Smartphones. Smart homes. Smart cars. As the world gets smarter with new innovations and technologies, life becomes easier for humans. For those who are old enough to remember the hit 1980s TV show "Knight Rider," KITT, the car that talks back to its driver and smart enough to drive on its own, was the coolest. On Tuesday, a startup company in Cambridge, Massachusetts launched the Copenhagen Wheel. The product may not be as high-tech as the talking car but it turns an ordinary bike into a smart bike and is amazing enough to have the tech world buzzing.

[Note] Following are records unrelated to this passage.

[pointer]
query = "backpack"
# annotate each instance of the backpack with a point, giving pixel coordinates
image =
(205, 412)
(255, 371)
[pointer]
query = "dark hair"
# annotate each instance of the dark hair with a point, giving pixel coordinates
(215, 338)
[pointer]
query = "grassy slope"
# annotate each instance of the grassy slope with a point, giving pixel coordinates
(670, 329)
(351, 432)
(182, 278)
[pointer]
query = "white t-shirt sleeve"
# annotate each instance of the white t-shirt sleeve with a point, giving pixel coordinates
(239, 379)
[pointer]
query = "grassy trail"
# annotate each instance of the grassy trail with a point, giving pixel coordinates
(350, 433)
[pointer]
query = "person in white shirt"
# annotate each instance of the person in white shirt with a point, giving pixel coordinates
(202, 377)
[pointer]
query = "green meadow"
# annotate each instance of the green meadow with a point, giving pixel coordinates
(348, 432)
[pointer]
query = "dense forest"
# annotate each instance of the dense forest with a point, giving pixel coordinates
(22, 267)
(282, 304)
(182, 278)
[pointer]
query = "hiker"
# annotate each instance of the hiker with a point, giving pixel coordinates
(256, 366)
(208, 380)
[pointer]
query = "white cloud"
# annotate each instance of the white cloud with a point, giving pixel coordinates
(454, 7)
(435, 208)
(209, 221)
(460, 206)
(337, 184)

Superpedestrian, the company behind the $700-wheel, collaborated with the SENSEable City Lab of the Massachusetts Institute of Technology (MIT) to develop the product. The company also received funding of $2.1 million from Tumblr founder David Karp and Spark Capital in October. Superpedestrian is helmed by Assaf Biderman who first worked with the city of Copenhagen that gave birth to the idea of the intuitive wheel.

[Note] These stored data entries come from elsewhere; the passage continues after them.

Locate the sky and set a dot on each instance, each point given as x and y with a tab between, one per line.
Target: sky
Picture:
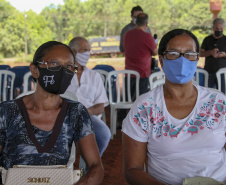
35	5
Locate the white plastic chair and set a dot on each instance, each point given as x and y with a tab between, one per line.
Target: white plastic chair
158	82
7	79
155	77
219	73
121	102
205	74
104	75
27	77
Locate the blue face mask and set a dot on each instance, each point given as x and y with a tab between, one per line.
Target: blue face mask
179	71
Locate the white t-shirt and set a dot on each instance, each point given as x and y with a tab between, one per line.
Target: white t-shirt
177	149
91	90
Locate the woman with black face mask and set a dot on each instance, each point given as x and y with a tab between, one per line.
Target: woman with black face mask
38	129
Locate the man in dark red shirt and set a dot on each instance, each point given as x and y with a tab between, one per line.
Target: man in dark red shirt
139	47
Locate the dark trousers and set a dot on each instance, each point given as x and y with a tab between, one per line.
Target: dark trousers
143	88
212	82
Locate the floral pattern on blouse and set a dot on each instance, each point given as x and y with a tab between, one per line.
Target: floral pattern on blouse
209	114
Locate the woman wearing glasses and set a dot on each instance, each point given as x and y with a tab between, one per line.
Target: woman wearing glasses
179	126
39	129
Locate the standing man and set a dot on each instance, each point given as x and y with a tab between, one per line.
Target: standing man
88	86
134	12
213	49
139	47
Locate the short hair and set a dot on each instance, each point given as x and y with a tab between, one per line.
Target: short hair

The 12-pound Copenhagen Wheel is basically a rear wheel that can be installed on any ordinary bicycle. The smart wheel turns the bike into a hybrid vehicle as it relies on batteries to help riders go as fast as 30 miles an hour or assist when the biker is negotiating an uphill. It can detect if the rider is exerting more effort to the pedals so it will give the bike an extra push.
The Copenhagen Wheel is pretty much like a Toyota Prius, only better. It easily snaps to replace the rear wheel of a bike and seamlessly help in operating the two-wheel ride with its 250W electric motor. On a single charge, the battery can help run the bike to as far as 30 miles. The slick contraption can lock the bike when the rider unmounts and unlocks the ride when the biker returns. It also makes use of regenerative braking, which captures energy to store in its battery pack while pressing on the brakes or when going downhill.
When connected to a smartphone, a rider can customize the settings of the Copenhagen Wheel. Using a mobile app, it can help an individual monitor vital numbers when biking such as distance travelled, elevation gain, and calories burned.
"Can we make bikes a competitive alternative to cars, buses and subways for people who live in or commute to work in cities? That is our mission. For the millions of city residents who are tired of sitting in traffic jams or long waits for the bus or train, the Copenhagen Wheel provides an easier, more environmentally friendly way to get around using the bike that's already sitting in their garage or front hall," said Superpedestrian founder and associate director of the MIT SENSEable City Laboratory Assaf Biderman in a press statement.
Biderman sees a lot of potential in Copenhagen Wheel. "The market for electronic bikes is $2.5 billion to $3.5 billion and it has been growing for the last seven years. While the market is established in northern Europe, it is untapped in the U.S. and southern Europe," Biderman told Forbes in an interview.
Shipment of the Copenhagen Wheel starts early 2014.